Bai Kaisong, Zhao Tong, Li Yilong, Li Xinjian, Zhang Zhantian, Du Zuchao, Wang Zimin, Xu Yan, Sun Bei, Bai Xuewei
Department of General Surgery, The First Affiliated Hospital of Harbin Medical University, Harbin, China.
Key Laboratory of Hepatosplenic Surgery, Ministry of Education, Harbin, China.
Front Genet. 2021 Sep 9;12:747270. doi: 10.3389/fgene.2021.747270. eCollection 2021.

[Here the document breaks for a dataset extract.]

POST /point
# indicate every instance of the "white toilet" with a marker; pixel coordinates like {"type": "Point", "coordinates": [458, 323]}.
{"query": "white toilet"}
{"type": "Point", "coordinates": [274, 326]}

Pancreatic adenocarcinoma (PAAD) is one of the deadliest malignancies and mortality for PAAD have remained increasing under the conditions of substantial improvements in mortality for other major cancers. Although multiple of studies exists on PAAD, few studies have dissected the oncogenic mechanisms of PAAD based on genomic variation. In this study, we integrated somatic mutation data and gene expression profiles obtained by high-throughput sequencing to characterize the pathogenesis of PAAD. The mutation profile containing 182 samples with 25,470 somatic mutations was obtained from The Cancer Genome Atlas (TCGA). The mutation landscape was generated and somatic mutations in PAAD were found to have preference for mutation location. The combination of mutation matrix and gene expression profiles identified 31 driver genes that were closely associated with tumor cell invasion and apoptosis. Co-expression networks were constructed based on 461 genes significantly associated with driver genes and the hub gene FAM133A in the network was identified to be associated with tumor metastasis. Further, the cascade relationship of somatic mutation-Long non-coding RNA (lncRNA)-microRNA (miRNA) was constructed to reveal a new mechanism for the involvement of mutations in post-transcriptional regulation. We have also identified prognostic markers that are significantly associated with overall survival (OS) of PAAD patients and constructed a risk score model to identify patients' survival risk. In summary, our study revealed the pathogenic mechanisms and prognostic markers of PAAD providing theoretical support for the development of precision medicine.
胰腺腺癌(PAAD)是最致命的恶性肿瘤之一,在其他主要癌症死亡率大幅改善的情况下,PAAD的死亡率仍在上升。尽管对PAAD已有多项研究,但基于基因组变异剖析PAAD致癌机制的研究却很少。在本研究中,我们整合了通过高通量测序获得的体细胞突变数据和基因表达谱,以表征PAAD的发病机制。从癌症基因组图谱(TCGA)获得了包含182个样本、25470个体细胞突变的突变谱。生成了突变图谱,发现PAAD中的体细胞突变对突变位置有偏好。突变矩阵与基因表达谱的结合确定了31个与肿瘤细胞侵袭和凋亡密切相关的驱动基因。基于与驱动基因显著相关的461个基因构建了共表达网络,并确定网络中的枢纽基因FAM133A与肿瘤转移相关。此外,构建了体细胞突变-长链非编码RNA(lncRNA)-微小RNA(miRNA)的级联关系,以揭示突变参与转录后调控的新机制。我们还确定了与PAAD患者总生存期(OS)显著相关的预后标志物,并构建了风险评分模型以识别患者的生存风险。总之,我们的研究揭示了PAAD的致病机制和预后标志物,为精准医学的发展提供了理论支持。